Я слишком долго горел в аду, и не существовало такого количества святой воды, которая могла бы смыть мою порочность.
Со мной все было в полном порядке, с того самого дня — дня, который заставил меня прочно закрепиться в своем нынешнем образе и преподал самый ценный урок, который я когда-либо смог бы выучить. Люди всегда будут покидать вас, и неважно, что они — это последнее, что есть в этом мире, ваша единственная причина поддержания жизни и единственная же подушка безопасности. Так вот, если они захотят, то в любой момент просто уйдут. Поэтому я более не собирался подпускать близко к себе кого бы то ни было. В этой жизни единственным шансом на выживание была сосредоточенность на главном — на себе.
Раздался шорох.
— Ублюдок! — завизжала Кейт, когда раздражение от моего отказа прорвалось из нее.

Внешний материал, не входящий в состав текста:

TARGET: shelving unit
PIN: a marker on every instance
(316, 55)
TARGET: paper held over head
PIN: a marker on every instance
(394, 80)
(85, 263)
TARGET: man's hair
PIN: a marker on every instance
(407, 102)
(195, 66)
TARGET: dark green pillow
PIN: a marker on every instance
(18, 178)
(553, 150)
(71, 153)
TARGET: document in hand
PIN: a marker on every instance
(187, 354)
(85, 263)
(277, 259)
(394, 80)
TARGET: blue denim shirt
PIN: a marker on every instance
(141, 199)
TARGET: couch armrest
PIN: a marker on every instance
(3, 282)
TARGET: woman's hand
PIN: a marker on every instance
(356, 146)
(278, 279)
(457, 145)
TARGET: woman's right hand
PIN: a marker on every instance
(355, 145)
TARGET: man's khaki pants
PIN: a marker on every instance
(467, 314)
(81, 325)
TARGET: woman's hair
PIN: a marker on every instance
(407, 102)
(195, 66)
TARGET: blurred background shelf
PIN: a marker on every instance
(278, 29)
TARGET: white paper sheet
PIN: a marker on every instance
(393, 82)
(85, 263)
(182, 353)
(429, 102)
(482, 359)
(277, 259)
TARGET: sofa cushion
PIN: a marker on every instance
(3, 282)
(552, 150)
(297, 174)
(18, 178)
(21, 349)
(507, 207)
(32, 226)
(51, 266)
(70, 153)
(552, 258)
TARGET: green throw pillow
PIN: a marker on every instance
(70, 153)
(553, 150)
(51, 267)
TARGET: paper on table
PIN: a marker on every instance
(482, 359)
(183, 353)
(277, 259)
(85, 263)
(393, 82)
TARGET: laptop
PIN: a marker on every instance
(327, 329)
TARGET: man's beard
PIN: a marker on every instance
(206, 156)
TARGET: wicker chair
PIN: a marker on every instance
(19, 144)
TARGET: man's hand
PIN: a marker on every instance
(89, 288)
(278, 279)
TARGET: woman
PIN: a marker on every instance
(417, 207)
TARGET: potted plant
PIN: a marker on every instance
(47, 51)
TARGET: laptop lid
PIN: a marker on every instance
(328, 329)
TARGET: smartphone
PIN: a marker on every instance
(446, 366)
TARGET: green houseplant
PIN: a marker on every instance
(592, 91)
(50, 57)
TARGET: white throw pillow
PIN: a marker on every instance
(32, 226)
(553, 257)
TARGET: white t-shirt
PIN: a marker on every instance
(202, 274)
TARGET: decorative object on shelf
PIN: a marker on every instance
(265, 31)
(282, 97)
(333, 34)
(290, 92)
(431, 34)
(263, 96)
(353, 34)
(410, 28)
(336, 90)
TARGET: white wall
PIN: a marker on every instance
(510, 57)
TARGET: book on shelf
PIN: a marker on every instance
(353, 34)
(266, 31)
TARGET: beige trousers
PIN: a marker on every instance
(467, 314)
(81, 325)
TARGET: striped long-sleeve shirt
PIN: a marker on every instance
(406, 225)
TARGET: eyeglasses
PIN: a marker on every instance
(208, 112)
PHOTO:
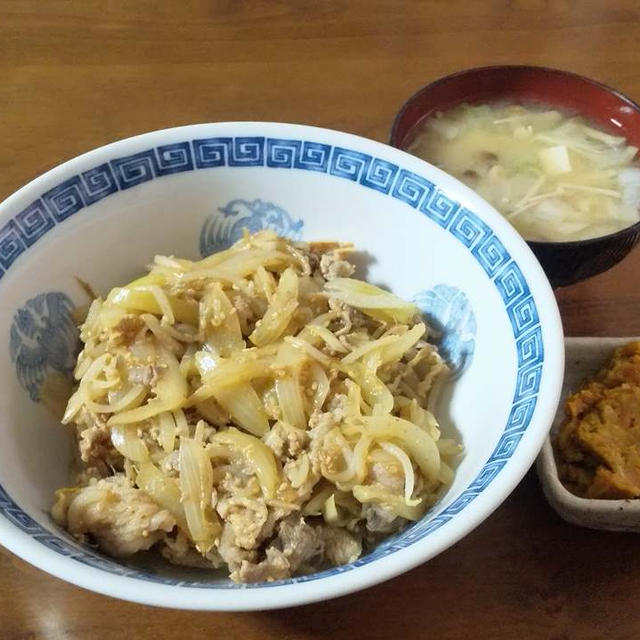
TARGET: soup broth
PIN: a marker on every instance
(554, 176)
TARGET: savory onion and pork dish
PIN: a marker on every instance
(258, 410)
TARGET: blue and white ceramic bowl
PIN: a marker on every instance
(189, 191)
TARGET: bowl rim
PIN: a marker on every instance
(393, 134)
(382, 568)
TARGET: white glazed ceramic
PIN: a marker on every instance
(102, 217)
(584, 357)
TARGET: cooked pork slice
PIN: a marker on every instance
(340, 546)
(274, 567)
(246, 517)
(333, 266)
(120, 518)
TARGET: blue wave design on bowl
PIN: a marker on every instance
(221, 231)
(43, 339)
(453, 324)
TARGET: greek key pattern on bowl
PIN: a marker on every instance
(83, 190)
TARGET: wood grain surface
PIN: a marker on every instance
(78, 74)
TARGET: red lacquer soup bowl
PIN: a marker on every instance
(563, 262)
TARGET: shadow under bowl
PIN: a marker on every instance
(563, 262)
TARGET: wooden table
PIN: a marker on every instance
(75, 75)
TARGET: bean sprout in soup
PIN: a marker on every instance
(554, 176)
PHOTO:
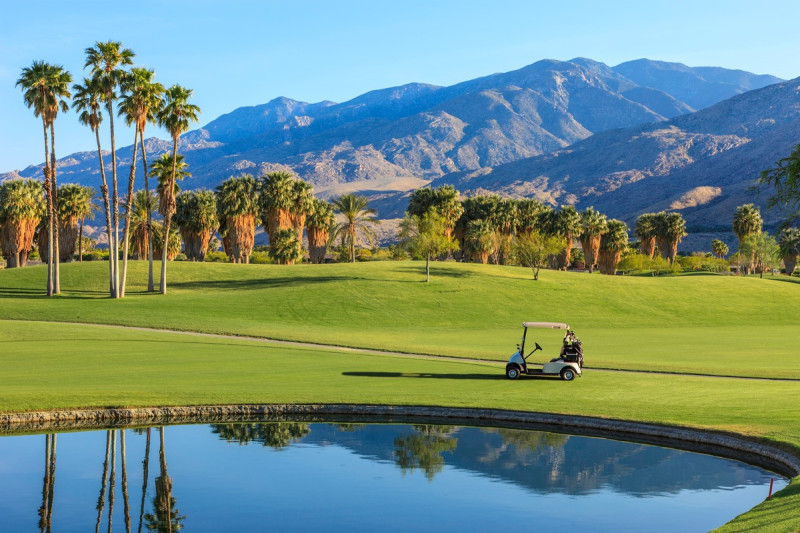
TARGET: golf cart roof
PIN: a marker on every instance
(548, 325)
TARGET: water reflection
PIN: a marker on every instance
(348, 466)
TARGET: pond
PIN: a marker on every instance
(301, 476)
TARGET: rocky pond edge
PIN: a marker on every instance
(711, 442)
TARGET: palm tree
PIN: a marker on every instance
(670, 229)
(139, 235)
(593, 226)
(106, 61)
(719, 248)
(747, 221)
(645, 231)
(176, 115)
(789, 248)
(44, 89)
(140, 101)
(358, 217)
(237, 209)
(157, 238)
(479, 240)
(277, 201)
(320, 223)
(75, 204)
(20, 211)
(196, 216)
(444, 200)
(566, 222)
(529, 215)
(612, 244)
(87, 101)
(303, 197)
(285, 248)
(165, 517)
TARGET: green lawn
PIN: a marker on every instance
(700, 324)
(707, 324)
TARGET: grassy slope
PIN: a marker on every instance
(690, 324)
(702, 324)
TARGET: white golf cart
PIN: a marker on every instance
(567, 365)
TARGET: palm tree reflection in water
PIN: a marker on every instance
(165, 517)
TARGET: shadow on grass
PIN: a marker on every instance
(424, 375)
(257, 283)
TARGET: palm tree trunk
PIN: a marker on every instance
(148, 226)
(54, 185)
(427, 268)
(107, 211)
(128, 205)
(169, 189)
(47, 192)
(352, 231)
(114, 198)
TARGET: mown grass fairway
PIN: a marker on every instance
(689, 324)
(700, 324)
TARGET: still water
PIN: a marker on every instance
(293, 476)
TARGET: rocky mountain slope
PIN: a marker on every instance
(700, 164)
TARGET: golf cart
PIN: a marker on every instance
(567, 365)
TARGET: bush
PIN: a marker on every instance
(216, 257)
(261, 258)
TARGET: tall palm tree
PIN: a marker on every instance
(747, 221)
(237, 209)
(175, 115)
(593, 226)
(75, 203)
(357, 218)
(789, 248)
(107, 61)
(320, 223)
(140, 103)
(612, 244)
(479, 240)
(20, 211)
(277, 200)
(645, 231)
(86, 101)
(140, 238)
(196, 216)
(566, 223)
(719, 248)
(45, 87)
(670, 229)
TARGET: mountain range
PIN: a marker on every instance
(640, 136)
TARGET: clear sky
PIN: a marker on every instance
(238, 53)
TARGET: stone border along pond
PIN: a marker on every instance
(710, 442)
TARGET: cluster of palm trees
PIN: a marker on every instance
(139, 100)
(486, 226)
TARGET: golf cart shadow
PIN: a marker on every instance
(422, 375)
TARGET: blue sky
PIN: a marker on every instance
(240, 53)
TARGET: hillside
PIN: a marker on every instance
(399, 138)
(700, 164)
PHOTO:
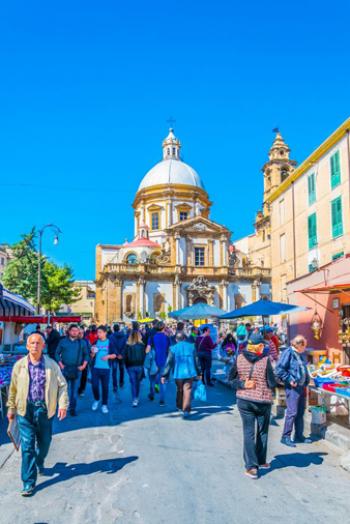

Дерьмо, я и забыл о том, что моя шлюшка-неудачница до сих пор стоит на коленях в одних лифчике и трусиках, если вообще можно было назвать этот кусок прозрачной ткани трусиками. Я любил обнаженное тело и все эти сексуальные тряпки так же, как и любой другой мужчина, но, когда даже в самом развратном нижнем белье вам предлагается киска многоразового использования, в нем уже нет ничего привлекательного. Я боролся с искушением предложить ей пару плотных черных боксеров, дабы прикрыться ради нее самой и меня.
— Да-да… я придурок, как мог такое сказать, почему мне нужно быть таким злым… Я все это уже слышал, так что будь добра, поспеши прикрыться и убирайся к черту.
Мой тон был резким и пугающим. Я повернулся к ней спиной, показывая, что разговор окончен.
После моих слов, она прижала свою одежду к груди, не желая тратить ни минуты больше и одеваться в моем присутствии, и побежала к двери.
Я был сексуально неудовлетворен и, после бесчисленного количества бессонных ночей ко всему прочему, изнурен недосыпанием. По этой причине, мое итак агрессивное поведение установилось в режим обострения. Жажда секса рвала крышу. Я точно не был Романом в свой обычный ничем не выдающийся день, скорее, уверен, был близок к подобию самого Сатаны в один из его худших дней.